Entity:

Technology

Job Family Group:

IT&S Group

Job Description:

About bp

bp is a global energy business with a purpose to reimagine energy for people and our planet. We aim to be a very different kind of energy company by 2030, helping the world reach net zero and improving people’s lives. We are committed to creating a diverse and inclusive environment where everyone can thrive. Join bp and become part of the team building our future!

You will work with

This team is responsible for safeguarding the company's digital assets and ensuring robust cyber resilience. They cover various aspects of cybersecurity, including threat and exposure management, security engineering, cyber incident response, security DevOps, and insider threat. Each team has specific responsibilities and areas of focus, collaborating closely with other digital security teams and business units to ensure a cohesive approach to cybersecurity.

Let me tell you about the role

This role works within and supports bp’s cyber intelligence (CI) function under the threat and exposure management team. The CI function is essential to bp’s mission to protect our company, customers, brand, and shareholder value by strengthening cyber intelligence capabilities.

What you will deliver

The cyber threat insights that will drive actions to:

• Identify and remediate weaknesses in bp's security controls (people, process, and technology).
• Improve our overall monitoring detection and response capabilities.
• Generate a positive shift in the organisation's cyber threat awareness and efforts to handle key threats.
• Map practical intelligence to the source, enabling collection insights to drive continuous development and cyber intelligence mission improvements.

In this role, you will:

• Maintain a clear view of the threat landscape; helping prioritize and conduct detailed analysis of key threats, mapping them to bp systems, technology, and data sets.
• Directly support incident responders, providing intelligence that helps set priorities and facilitates cyber investigations and remediation activities.
• Collaborate across digital teams, providing tailored threat insights to enhance security configurations, network detection and response systems and threat hunting capabilities.
• Ensure key customers across the organisation benefit from and make decisions based on threat insights, enabling attack service management to reduce the likelihood of a successful attack.

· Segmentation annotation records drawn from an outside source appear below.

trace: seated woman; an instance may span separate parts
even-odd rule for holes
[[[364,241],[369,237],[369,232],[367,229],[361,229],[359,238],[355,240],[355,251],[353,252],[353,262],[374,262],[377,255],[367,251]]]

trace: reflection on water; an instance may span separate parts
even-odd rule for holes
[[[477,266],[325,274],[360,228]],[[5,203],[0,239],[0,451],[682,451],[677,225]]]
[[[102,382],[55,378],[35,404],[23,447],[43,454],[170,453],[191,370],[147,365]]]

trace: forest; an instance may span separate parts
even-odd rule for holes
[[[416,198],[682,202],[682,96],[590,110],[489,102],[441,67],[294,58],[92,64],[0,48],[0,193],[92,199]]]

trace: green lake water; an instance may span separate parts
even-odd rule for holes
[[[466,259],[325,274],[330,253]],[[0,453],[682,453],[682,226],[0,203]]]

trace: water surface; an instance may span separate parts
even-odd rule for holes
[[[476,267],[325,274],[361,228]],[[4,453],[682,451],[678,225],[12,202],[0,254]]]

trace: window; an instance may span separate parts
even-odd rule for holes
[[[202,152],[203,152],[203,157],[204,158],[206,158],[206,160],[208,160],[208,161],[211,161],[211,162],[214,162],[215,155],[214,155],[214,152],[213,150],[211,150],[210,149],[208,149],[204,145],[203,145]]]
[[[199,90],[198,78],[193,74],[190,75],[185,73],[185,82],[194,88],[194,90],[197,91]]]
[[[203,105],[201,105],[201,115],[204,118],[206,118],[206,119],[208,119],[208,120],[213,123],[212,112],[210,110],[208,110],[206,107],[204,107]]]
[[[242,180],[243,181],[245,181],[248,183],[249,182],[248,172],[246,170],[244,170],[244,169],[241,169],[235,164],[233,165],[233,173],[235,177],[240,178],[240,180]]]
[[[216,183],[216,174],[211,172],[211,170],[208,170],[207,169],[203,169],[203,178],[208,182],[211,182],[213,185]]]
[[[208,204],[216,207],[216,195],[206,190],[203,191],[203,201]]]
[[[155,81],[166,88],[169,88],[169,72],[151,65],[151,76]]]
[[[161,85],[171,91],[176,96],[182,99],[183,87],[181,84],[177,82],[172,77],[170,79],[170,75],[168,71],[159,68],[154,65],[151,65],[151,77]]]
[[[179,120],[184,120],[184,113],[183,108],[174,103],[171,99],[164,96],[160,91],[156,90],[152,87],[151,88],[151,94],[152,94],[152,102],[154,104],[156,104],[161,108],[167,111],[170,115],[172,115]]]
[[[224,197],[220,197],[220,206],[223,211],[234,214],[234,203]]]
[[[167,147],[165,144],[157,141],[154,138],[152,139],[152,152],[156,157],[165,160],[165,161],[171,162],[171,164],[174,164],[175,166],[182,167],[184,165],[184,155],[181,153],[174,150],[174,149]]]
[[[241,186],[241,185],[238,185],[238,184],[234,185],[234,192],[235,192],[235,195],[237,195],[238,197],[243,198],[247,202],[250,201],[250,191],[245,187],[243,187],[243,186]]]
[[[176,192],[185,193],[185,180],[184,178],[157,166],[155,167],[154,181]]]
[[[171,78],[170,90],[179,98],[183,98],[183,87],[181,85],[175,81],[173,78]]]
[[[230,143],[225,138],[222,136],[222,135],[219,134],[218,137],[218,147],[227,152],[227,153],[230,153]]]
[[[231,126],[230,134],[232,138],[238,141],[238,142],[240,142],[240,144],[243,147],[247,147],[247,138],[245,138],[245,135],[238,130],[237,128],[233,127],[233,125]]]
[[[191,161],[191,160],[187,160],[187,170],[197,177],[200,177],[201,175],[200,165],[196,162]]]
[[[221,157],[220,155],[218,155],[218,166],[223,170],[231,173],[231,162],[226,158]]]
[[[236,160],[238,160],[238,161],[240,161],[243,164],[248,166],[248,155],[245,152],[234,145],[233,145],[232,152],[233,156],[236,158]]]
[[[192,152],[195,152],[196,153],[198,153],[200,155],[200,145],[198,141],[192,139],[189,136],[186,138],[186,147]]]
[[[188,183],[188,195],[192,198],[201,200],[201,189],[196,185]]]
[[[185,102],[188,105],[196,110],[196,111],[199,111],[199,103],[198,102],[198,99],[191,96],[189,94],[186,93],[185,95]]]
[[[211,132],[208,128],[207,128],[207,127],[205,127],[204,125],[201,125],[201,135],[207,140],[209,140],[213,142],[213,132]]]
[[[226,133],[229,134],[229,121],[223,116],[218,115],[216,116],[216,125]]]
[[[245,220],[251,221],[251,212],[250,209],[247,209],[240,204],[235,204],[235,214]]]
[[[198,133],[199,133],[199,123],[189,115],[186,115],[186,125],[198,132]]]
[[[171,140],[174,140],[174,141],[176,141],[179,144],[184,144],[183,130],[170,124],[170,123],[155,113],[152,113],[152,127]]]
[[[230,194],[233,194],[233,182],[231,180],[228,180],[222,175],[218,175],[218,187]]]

What you will need to be successful (experience and qualifications)

• Practical working knowledge of intelligence analysis principles and demonstrated experience in analysis of advanced cyber attacker tactics, techniques and procedures and the delivery of actions, informing adjustments to cybersecurity controls.
• Experience operating within a collective security defence environment with internal customers and external partners.
• Experience working with customers / third parties leading to the operationalization of cyber threat intelligence to achieve key outcomes.
• Superb communication and social skills.
• Proven capability working with and manipulating large datasets, applying intelligence insights, conducting analysis to build awareness of threats and hunting for attacker activities.

Plus:

• A degree or equivalent experience in Information Security, Cybersecurity, Computer Science or similar from a recognised institute is preferred; as well as certifications such as CISSP, CISM, or CISA.
• Formal engagement and active participation in industry cyber security groups (such as the Oil & Gas Cyber Security Network) and/or deep relationships with government organisations, such as NCSC or CISA is desired, as well.

About bp

We will ensure that individuals with disabilities are provided reasonable accommodation to participate in the job application or interview process, to perform crucial job functions, and to receive other benefits and privileges of employment. Please contact us to request accommodation.

Travel Requirement

No travel is expected with this role

Relocation Assistance:

This role is not eligible for relocation

Remote Type:

This position is a hybrid of office/remote working

Skills:

Consulting, incident investigation and response, Incident Management, Information Assurance, Information Security, Information security behaviour change, Risk Management, Stakeholder Management, Supplier security management

Legal Disclaimer:

We are an equal opportunity employer and value diversity at our company. We do not discriminate on the basis of race, religion, color, national origin, sex, gender, gender expression, sexual orientation, age, marital status, socioeconomic status, neurodiversity/neurocognitive functioning, veteran status or disability status. Individuals with an accessibility need may request an adjustment/accommodation related to bp’s recruiting process (e.g., accessing the job application, completing required assessments, participating in telephone screenings or interviews, etc.). If you would like to request an adjustment/accommodation related to the recruitment process, please contact us.

If you are selected for a position and depending upon your role, your employment may be contingent upon adherence to local policy. This may include pre-placement drug screening, medical review of physical fitness for the role, and background checks.